I stand open to correction but I can't recall Revenue ever issuing an eBrief warning those availing of the rent a room scheme that they must file a Form 11 return or else lose their rent a room exemption



SarahMc said:


> If you want a  regulated childcare system, someone has to grapple with the fact in  Ireland the vast majority of children are minded in uninspected,  unregulated, uninsured, unvetted environments. We are probably the last  country in the western world that has such loose regulation on family  day care.



The Irish childcare system is in crisis because it is over-regulated, to the point that informal childcare arrangements in the carer's home have been all but outlawed. 

The State presumes parents are incapable of making their own decisions in relation to childcare and insists that they rely solely on an unaffordable regulation model that has also proven spectacularly ineffective in rooting out abusive and neglectful practices in institutional settings that give child "care" a bad name.


----------



## DB74 (10 Mar 2014)

IMO the e-brief is more to do with stopping people who are on the dole/sick from also minding children and availing of the tax-exempt status at the same time as opposed to trying to regulate the childcare sector.

You'll still get people doing both but some may stop and the chargeable person status now means that there is an effective method to punish those who are caught. Previously it would have been the acceptance of social welfare while working was the "crime" but now the non-submission of returns etc carries more punitive punishments.


----------



## Time (10 Mar 2014)

So are all 10 year old schoolchildren who do a bit of childminding for pocket money going to have to register?


----------



## DB74 (10 Mar 2014)

Time said:


> So are all 10 year old schoolchildren who do a bit of childminding for pocket money going to have to register?



Well it doesn't say they are exempt so ...


----------



## AlbacoreA (10 Mar 2014)

DB74 said:


> IMO the e-brief is more to do with stopping people who are on the dole/sick from also minding children and availing of the tax-exempt status at the same time as opposed to trying to regulate the childcare sector.
> 
> You'll still get people doing both but some may stop and the chargeable person status now means that there is an effective method to punish those who are caught. Previously it would have been the acceptance of social welfare while working was the "crime" but now the non-submission of returns etc carries more punitive punishments.

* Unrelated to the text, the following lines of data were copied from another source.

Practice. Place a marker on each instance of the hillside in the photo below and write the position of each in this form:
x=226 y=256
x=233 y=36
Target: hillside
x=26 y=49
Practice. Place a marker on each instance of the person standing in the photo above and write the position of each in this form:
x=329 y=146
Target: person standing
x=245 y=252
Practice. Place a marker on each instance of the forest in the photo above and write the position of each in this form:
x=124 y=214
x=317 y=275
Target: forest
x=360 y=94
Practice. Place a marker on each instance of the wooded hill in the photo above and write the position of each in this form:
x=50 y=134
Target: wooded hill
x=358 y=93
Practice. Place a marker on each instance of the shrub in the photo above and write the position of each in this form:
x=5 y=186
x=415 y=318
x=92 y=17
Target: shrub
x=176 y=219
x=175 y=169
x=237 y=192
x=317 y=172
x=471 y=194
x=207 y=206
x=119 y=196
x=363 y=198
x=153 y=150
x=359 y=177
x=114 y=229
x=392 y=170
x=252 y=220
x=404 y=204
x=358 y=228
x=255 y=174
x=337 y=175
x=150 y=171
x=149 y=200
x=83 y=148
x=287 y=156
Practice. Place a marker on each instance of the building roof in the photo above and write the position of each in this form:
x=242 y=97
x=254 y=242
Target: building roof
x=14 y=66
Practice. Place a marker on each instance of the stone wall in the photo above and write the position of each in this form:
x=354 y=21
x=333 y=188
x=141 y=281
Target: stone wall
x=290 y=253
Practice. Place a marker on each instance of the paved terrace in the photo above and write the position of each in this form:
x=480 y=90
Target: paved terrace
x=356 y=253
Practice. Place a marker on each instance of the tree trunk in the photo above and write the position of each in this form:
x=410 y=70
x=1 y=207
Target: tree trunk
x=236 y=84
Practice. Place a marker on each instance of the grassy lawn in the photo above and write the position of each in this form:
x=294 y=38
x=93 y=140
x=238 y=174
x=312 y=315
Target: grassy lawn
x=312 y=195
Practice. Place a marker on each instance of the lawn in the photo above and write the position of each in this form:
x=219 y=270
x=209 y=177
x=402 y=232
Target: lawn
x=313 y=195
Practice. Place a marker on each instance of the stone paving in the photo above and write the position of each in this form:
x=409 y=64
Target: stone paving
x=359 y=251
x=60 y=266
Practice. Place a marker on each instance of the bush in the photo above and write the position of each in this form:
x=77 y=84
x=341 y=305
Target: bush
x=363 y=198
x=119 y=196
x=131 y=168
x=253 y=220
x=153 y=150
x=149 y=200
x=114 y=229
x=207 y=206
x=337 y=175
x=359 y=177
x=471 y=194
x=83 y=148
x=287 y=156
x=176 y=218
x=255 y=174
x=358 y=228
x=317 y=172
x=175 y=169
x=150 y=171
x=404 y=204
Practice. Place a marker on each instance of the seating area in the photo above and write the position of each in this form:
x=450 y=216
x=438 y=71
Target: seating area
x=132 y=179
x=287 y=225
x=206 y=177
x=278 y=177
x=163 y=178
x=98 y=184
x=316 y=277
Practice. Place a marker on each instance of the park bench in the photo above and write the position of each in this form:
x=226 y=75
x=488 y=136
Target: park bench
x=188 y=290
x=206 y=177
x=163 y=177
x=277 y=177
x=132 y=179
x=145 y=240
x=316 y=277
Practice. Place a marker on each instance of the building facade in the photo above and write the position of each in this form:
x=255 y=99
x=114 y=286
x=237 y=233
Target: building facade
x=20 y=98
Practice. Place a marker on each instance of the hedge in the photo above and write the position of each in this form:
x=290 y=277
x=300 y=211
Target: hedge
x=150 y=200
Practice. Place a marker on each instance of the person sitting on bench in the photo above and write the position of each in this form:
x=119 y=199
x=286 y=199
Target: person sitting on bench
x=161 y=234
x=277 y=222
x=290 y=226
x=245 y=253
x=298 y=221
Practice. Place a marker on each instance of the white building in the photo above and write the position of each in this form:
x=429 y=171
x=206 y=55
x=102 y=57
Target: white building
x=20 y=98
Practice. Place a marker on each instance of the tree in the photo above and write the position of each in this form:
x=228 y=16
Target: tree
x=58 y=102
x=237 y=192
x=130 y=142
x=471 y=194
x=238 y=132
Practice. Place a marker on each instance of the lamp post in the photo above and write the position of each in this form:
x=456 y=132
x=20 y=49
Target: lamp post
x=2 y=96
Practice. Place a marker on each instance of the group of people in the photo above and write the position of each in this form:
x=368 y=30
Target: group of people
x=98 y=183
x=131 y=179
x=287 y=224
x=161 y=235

I would agree that this is got very little to to do with regulation. Especially considering the abysmal history of the govt (and past govts) with regard to a regulation in a number of area's/industries./ Its simply to widen the tax take. Backdating fines, and perhaps introducing charge for a cert of some sort. I wonder will the cost incurred exceed the take from it.  There should be a warning when starting a family and owning a home. You're a sitting duck for every tax.


----------